The Certified Professional Midwife (CPM) represents a distinct pathway into the profession, often referred to as the direct-entry model. CPMs are certified through the North American Registry of Midwives (NARM). Their education may involve formal programs accredited by the Midwifery Education Accreditation Council (MEAC) or through a structured apprenticeship.

This credential is the only one in the United States that specifically requires demonstration of clinical experience in out-of-hospital settings before certification is granted. CPMs primarily specialize in providing comprehensive care for low-risk pregnancies in either the client’s home or a freestanding birth center. Their training focuses on the normal, physiological process of birth.

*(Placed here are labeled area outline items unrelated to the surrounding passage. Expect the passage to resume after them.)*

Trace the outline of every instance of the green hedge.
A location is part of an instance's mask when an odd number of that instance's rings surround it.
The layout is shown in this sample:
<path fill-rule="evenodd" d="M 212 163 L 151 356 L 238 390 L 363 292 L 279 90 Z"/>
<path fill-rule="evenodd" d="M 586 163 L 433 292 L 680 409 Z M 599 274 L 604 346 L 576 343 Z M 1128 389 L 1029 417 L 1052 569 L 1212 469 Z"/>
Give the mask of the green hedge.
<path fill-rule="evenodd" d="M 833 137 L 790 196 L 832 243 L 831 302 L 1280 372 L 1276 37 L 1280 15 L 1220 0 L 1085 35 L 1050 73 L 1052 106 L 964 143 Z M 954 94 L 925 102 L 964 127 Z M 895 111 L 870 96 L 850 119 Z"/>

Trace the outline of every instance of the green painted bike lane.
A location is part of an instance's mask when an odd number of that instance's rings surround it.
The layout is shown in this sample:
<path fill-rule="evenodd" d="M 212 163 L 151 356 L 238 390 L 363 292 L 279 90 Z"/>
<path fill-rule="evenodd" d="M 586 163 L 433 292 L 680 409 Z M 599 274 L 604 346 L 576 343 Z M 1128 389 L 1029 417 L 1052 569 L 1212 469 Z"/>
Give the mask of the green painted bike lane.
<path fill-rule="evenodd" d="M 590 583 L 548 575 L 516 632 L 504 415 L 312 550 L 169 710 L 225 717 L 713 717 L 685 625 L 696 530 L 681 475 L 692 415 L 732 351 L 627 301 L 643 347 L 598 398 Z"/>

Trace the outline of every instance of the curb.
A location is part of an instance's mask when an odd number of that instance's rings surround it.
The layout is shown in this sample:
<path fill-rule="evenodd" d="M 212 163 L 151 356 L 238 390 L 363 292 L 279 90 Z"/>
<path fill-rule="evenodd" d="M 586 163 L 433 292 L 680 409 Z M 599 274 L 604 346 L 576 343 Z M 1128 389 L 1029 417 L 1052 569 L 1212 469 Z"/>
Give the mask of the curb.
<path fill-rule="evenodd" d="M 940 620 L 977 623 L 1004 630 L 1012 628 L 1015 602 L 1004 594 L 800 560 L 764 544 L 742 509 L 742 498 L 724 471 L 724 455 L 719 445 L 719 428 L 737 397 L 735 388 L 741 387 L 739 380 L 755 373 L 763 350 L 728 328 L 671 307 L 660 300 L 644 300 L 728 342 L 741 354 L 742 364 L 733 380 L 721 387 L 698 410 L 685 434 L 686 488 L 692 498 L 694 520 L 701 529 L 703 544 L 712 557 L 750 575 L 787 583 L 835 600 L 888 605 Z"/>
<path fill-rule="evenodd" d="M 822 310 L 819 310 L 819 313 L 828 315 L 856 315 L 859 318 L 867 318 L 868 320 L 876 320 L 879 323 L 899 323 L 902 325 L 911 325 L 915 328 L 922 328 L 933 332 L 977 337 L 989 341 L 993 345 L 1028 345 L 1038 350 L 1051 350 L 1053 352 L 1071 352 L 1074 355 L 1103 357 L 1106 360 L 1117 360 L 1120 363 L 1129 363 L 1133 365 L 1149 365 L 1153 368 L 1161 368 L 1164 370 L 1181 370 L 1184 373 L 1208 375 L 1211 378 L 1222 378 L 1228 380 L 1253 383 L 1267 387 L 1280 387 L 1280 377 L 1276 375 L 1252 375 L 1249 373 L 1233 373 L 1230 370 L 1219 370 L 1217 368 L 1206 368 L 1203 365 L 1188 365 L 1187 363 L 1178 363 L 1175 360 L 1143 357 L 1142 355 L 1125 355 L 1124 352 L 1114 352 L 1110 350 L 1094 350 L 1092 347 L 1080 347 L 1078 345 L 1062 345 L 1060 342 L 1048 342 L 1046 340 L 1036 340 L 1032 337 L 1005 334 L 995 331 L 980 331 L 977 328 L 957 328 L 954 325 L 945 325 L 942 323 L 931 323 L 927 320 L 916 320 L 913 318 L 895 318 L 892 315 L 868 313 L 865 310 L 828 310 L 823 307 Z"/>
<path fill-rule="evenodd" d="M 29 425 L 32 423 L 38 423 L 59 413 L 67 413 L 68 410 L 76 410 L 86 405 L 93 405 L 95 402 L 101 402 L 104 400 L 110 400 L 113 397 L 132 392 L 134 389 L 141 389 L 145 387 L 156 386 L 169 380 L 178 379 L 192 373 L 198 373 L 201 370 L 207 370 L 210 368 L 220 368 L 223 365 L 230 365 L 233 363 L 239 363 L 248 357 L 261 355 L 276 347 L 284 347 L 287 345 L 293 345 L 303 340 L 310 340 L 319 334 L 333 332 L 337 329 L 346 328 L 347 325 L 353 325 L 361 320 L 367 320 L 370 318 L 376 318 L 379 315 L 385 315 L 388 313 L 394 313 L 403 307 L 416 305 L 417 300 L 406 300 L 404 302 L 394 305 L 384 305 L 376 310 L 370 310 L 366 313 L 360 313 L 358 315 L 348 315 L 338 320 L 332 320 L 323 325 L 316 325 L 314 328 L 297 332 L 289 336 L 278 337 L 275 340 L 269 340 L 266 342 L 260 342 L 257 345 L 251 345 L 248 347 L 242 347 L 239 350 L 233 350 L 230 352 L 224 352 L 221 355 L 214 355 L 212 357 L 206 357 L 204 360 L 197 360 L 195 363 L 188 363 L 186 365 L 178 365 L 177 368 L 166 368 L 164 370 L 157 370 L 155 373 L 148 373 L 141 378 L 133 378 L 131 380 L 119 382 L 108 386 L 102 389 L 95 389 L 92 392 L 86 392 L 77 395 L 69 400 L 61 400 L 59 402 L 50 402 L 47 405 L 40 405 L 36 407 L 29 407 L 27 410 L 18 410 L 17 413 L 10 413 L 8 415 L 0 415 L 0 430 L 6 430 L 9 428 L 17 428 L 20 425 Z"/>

The scope of practice and legal recognition for CPMs can vary significantly from state to state, with some states licensing them fully and others imposing restrictions or prohibiting their practice entirely. Their practice is centered on providing continuous care, education, and support throughout the prenatal, birth, and postpartum periods. While skilled in managing normal birth, their scope excludes surgical procedures and the management of high-risk conditions, which are transferred to medical doctors.

Support Roles That Do Not Deliver

A Doula is a trained professional who offers continuous emotional, physical, and informational support to a birthing person before, during, and after childbirth. They are non-clinical support personnel and do not possess the medical training or legal authority to perform medical procedures, monitor the fetus, or deliver the baby. Their role focuses on comfort measures, advocacy, and ensuring the client is informed during the process.

Family Medicine Physicians also play a role in maternity care, especially in areas with limited access to specialized obstetric providers. These doctors are trained to provide comprehensive care for individuals of all ages, and sometimes include obstetrics in their practice. While fewer than 10% of practicing family physicians currently deliver babies, they are the sole delivering physicians in a significant percentage of rural hospitals.

A Family Medicine Physician with obstetric privileges can manage low-risk pregnancies and perform vaginal deliveries, and in some cases, they may also perform cesarean deliveries. However, their training is broader than that of an OB/GYN, and they are less commonly involved in complex, high-risk cases, particularly in urban areas where specialist coverage is more readily available. The availability of family physicians who include obstetrics in their practice helps address provider shortages in underserved communities.